A systematic review and meta-analysis by Waziry et al[54] found that there was no difference in HCC occurrence and recurrence in CHC patients who received IFN based or DAA based regimens. However, the authors acknowledge that in their analysis they were unable to account for geographical variations. Due to the heterogeneity in the studies included in this meta-analysis, the results should be interpreted with caution. In this meta-analysis most of the IFN based studies were from Japan whereas DAA based studies were from Europe. Hence, due to baseline difference in between two populations it’s hard to draw an accurate conclusion regarding occurrence or recurrence of HCC among DAA and IFN based therapy. Furthermore, they had to exclude several studies which had incomplete data regarding BCLC staging of HCC.

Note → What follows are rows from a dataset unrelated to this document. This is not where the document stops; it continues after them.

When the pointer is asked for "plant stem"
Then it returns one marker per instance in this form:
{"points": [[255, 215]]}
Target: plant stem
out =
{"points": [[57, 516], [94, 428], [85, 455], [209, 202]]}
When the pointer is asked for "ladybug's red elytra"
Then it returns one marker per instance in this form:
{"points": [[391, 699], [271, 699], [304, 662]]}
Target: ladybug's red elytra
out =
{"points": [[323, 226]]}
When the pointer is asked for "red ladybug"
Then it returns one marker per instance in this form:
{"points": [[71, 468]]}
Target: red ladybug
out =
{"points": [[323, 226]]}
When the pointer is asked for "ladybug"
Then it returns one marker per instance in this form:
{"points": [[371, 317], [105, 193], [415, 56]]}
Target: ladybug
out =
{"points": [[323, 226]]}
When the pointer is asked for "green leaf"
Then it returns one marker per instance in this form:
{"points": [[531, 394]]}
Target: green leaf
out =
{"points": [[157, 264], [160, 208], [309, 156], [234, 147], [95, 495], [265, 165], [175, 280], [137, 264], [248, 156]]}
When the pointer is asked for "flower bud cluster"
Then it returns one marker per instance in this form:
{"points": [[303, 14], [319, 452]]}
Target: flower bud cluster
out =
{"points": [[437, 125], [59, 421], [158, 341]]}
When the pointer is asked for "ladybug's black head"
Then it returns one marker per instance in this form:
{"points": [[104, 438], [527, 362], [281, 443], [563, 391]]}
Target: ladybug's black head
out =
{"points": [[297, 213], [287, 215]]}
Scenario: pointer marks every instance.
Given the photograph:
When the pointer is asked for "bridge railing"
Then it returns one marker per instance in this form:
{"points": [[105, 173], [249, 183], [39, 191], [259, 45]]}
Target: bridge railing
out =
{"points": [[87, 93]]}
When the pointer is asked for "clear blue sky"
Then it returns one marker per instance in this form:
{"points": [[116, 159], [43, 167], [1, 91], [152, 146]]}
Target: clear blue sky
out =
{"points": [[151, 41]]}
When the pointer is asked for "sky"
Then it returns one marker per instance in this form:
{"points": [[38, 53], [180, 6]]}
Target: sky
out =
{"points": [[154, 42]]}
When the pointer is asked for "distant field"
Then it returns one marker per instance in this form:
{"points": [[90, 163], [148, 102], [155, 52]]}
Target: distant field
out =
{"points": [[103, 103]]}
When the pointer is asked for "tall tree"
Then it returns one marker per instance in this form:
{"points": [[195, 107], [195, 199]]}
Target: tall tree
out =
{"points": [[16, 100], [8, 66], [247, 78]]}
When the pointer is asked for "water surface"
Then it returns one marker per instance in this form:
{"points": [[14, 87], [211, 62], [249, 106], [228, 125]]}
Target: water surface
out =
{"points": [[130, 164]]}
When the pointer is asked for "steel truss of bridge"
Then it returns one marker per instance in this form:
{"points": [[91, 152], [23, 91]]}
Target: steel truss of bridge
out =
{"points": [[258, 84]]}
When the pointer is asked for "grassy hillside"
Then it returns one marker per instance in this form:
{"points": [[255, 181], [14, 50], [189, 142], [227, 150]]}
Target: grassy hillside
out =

In our literature review, the populations that we have found to be under-represented in terms of the current research question include Indians, Arabs and Africans. Additionally, while the 2 studies with the largest sample size are from the United States, these were limited to veterans only[33,34].
HCV genotype is an important consideration when considering progression to HCC. HCV genotype 3 is generally more aggressive and is associated with a higher risk of progression to cirrhosis and HCC[55]. To the best of our knowledge, the studies published so far suggesting a greater risk of HCC with DAA treatment have not identified a particular genotype of HCV that is significantly associated with this disease progression. However, as most of these reports are from Japan or European countries such as France and Italy, therefore the major disease burden studied has been of HCV genotype 1[35,37]. Table 4 lists the factors predisposing to development of HCC in DAA treated HCV patients.
There is wide variation in the studies assessing the long-term role of DAA based therapy on occurrence and recurrence of HCC, both in terms of the baseline characteristics of study population and the different DAA regimens used. At present, most of the studies have been reported from regions where HCV genotype 1 is the most prevalent one[34,35]. Data is very limited from Asian populations where HCV Genotype 3 is the most common genotype. This is an important consideration as the different genotypes of HCV have a unique response to DAA based therapy and are associated with a unique burden of HCC[56]. Beside male patients, group of individuals with prior history of HCC, cirrhosis and elevated AFP at baseline were found with greater risk of HCC if treated with DAAs. Currently, the phenomenon appears to be a class effect rather than an individual drug effect. Hence, focusing on these HCV patients and measuring the impact of DAAs on progression or development of HCC will help to estimate the more accurate risk. In certain studies higher rates of HCC recurrence was found. There is a need to differentiate whether the reported higher recurrence rate and more aggressive pattern of recurrence are due to DAA or host or disease related factors including presence of fibrosis, gaps in initial tumor staging and receiving non-curative therapies such as chemoembolization. Also, future investigations should be directed towards assessing the long-term effects of DAAs on these populations that have not been studied thus far[3]. In the meantime, a consensus recommendation seen in most of the studies at present is that even after achieving SVR, there should be close surveillance of patients with CHC especially with advance fibrosis and those who received a recent treatment for HCC in order to detect HCC at an early stage[18,19,26,32]. Some important Centers in Europe and United States have been delaying antiviral treatment for 6 mo or more after recent treatment for HCC in these patients. Moreover, until more robust data is available to investigate the role of DAAs in HCV related HCC cases, clinical practice should continue as per current guidelines in those patient groups who can benefit from DAA therapy[51].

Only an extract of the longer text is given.